> Sometimes I think the surest sign that we’re not living in a computer simulation is that if we were, some microbe would have learned to exploit its flaws.
What makes the author so sure that it hasn't? We can only take the workings of the universe for what they are. We have no context with which to determine what is a flaw and what is just physics. One could say that quantum tunneling looks a hell of a lot like a common collision detection bug, but that could just be because how reality actually works is unintuitive to minds evolved for a more applicable set of rules. We'd never know the difference. In fact, it probably isn't meaningful to say there even is a difference.
These anecdotes remind me of stories where someone asks a genie for a wish, and the genie technically grants it but in a way that is not what the wisher intended. For example, (cribbed from another thread), "I want to be rich". So the genie renames you to Richard. Ironically a very religious buddy of mine claimed that I as a software engineer am in part responsible for releasing a "Jinn", which could have unintended consequences for humanity.
Computers are the genies and golems of the fairytales. Stories that demonstrate the folly of confusing what you ask with what you mean are as old as humanity itself, but the stories we now tell are not fictional anymore: we went and built those golems and genies and now share the planet with billions of them!
It's interesting that so much neural net weirdness emerges from exploiting errors in physics simulators or floating point math.
I am now expecting the next generation of perpetual motion machines to include AI to try to take advantage of physics bugs in our own universe.
On a related note, does anyone know how you might go about fixing a simulator that allows collisions to generate more energy/momentum than was initially supplied?
Or otherwise violates known invariants?
A classic mistake is to use something like "velocity += acceleration*time" (this is called Euler integration). It looks reasonable, and it's good enough for a toy project, but it doesn't conserve energy unless the timesteps are infinitely small.
A more sophisticated mistake is to use something like Runge-Kutta Integration: highly accurate in terms of position, but it is not symplectic so the total energy will drift over time. Think of your simulated world as a stack of graph paper sheets, where each sheet represents a surface of constant energy. Runge-Kutta will take you very close to the ideal (x,y) point - but not necessarily on the same sheet. Verlet Integration may be a little further from the right point each time, but by its mathematical form it will always stay on the same sheet.
Bad title (in the original) because the examples in the paper are mostly drawn evolutionary computation and artificial life, with only a few relating to neural networks being used in those fields.
In my opinion, it is very, very hard to fully sandbox a clever AI. It can find side channels, or it can turn innocuous stuff into computing device...
e.g: "Accidentally Turing complete" shows how things that were not intended to be computing devices are actually Turing complete. Including: Magic the gathering, the card game.
Those labeling nets keeps resurfacing in the news. They're more of a hack than a proper implementation. It uses a focus-based algorithm to detect prominent features and just glues them with NLP without using any context. If it detects a scissor and a paper it might say "Man uses scissors to cut painting" despite no man or painting being present. That's because there's a high statistical correlation between the two in it's dataset. That's it.
Most of the examples actually come from the unexpected behaviour of evolutionary algorithms.
My favourite example of such (and it doesn't look like it made it into the paper the article is based on) was an attempt to create a random number generator via a genetic algorithm that controlled the development of an electronic circuit. The unexpected way the algorithm solved the problem was to produce a radio.
Why is the author sure we need microbes to discover exploits in a simulation: the "floating point error" problem would be far more obvious, like being unable to measure sub-planck lengths or model singularities?
What makes the author so sure that it hasn't?

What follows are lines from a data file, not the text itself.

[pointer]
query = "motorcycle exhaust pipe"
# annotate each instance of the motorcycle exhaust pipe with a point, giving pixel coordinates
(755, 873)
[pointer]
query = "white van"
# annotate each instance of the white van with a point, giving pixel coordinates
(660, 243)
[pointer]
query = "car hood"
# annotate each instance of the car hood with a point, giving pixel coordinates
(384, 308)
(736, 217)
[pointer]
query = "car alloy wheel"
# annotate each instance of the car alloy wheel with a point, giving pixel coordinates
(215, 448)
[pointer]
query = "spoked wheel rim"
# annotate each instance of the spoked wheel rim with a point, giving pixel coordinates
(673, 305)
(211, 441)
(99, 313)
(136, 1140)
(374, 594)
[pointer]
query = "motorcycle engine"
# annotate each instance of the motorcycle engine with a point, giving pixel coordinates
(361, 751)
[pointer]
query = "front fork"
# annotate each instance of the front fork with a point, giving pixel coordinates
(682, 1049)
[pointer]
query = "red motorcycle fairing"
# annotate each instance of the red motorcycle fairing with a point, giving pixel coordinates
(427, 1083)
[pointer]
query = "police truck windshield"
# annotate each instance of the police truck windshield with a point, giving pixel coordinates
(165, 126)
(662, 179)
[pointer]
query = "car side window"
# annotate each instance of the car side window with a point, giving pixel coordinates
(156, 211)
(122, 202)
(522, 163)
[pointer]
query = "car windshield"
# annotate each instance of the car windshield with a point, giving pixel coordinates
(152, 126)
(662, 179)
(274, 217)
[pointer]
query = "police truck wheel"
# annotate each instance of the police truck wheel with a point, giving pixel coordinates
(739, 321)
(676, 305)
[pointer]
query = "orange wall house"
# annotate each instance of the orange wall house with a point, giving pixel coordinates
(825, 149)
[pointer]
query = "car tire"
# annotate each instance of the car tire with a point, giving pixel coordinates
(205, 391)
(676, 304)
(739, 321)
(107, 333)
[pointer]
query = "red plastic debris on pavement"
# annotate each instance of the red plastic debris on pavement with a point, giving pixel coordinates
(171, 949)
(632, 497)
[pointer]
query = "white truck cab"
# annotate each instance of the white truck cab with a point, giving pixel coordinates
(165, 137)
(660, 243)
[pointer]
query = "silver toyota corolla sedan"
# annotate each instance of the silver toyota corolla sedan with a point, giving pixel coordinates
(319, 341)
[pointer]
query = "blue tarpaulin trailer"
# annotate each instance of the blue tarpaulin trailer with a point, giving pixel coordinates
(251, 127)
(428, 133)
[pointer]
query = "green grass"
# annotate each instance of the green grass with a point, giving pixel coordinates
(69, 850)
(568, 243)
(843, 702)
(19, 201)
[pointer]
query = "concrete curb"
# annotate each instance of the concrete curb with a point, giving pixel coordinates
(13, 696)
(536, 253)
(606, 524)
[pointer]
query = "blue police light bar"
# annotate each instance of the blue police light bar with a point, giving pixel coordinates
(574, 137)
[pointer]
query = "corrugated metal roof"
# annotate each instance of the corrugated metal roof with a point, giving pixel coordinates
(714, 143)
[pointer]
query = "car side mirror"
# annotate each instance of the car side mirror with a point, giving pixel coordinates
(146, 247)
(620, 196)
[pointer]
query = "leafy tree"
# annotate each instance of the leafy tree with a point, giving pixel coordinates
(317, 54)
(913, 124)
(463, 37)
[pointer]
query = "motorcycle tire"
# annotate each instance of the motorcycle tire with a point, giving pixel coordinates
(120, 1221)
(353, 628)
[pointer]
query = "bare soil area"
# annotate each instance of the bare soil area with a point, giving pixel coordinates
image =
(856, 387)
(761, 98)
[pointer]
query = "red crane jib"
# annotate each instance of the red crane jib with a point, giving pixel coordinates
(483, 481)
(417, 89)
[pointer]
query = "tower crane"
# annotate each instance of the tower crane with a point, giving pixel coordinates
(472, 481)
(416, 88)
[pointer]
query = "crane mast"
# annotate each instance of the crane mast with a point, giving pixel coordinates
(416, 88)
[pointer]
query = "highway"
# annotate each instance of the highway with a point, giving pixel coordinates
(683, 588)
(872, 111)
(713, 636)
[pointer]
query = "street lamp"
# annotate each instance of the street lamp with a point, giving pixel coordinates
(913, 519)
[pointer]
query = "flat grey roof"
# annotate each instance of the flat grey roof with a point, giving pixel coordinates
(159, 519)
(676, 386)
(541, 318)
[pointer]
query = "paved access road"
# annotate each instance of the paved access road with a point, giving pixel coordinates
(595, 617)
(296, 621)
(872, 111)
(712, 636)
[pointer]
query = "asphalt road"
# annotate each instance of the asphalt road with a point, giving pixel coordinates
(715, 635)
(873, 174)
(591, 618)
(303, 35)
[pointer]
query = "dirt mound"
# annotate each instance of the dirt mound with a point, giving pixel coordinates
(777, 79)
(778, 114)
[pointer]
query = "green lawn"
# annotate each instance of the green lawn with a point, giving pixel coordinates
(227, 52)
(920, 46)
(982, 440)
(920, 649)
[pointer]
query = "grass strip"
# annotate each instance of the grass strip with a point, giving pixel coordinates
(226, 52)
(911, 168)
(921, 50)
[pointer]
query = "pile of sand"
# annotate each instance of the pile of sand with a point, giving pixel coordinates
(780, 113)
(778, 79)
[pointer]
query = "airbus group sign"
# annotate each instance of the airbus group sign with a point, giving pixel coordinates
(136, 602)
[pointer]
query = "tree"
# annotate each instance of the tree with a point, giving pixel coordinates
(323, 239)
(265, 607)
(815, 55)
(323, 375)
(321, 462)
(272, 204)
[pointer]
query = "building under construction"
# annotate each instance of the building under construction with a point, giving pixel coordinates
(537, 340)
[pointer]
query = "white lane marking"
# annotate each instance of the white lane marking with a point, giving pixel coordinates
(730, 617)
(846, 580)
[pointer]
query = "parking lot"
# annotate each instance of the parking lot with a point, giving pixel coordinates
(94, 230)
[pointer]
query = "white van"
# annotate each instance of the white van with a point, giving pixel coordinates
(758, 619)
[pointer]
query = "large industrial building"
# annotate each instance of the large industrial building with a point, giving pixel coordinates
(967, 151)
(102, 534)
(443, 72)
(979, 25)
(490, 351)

We can only take the workings of the universe for what they are. We have no context with which to determine what is a flaw and what is just physics. One could say that quantum tunneling looks a hell of a lot like a common collision detection bug, but that could just be because how reality actually works is unintuitive to minds evolved for a more applicable set of rules. We'd never know the difference. In fact, it probably isn't meaningful to say there even is a difference.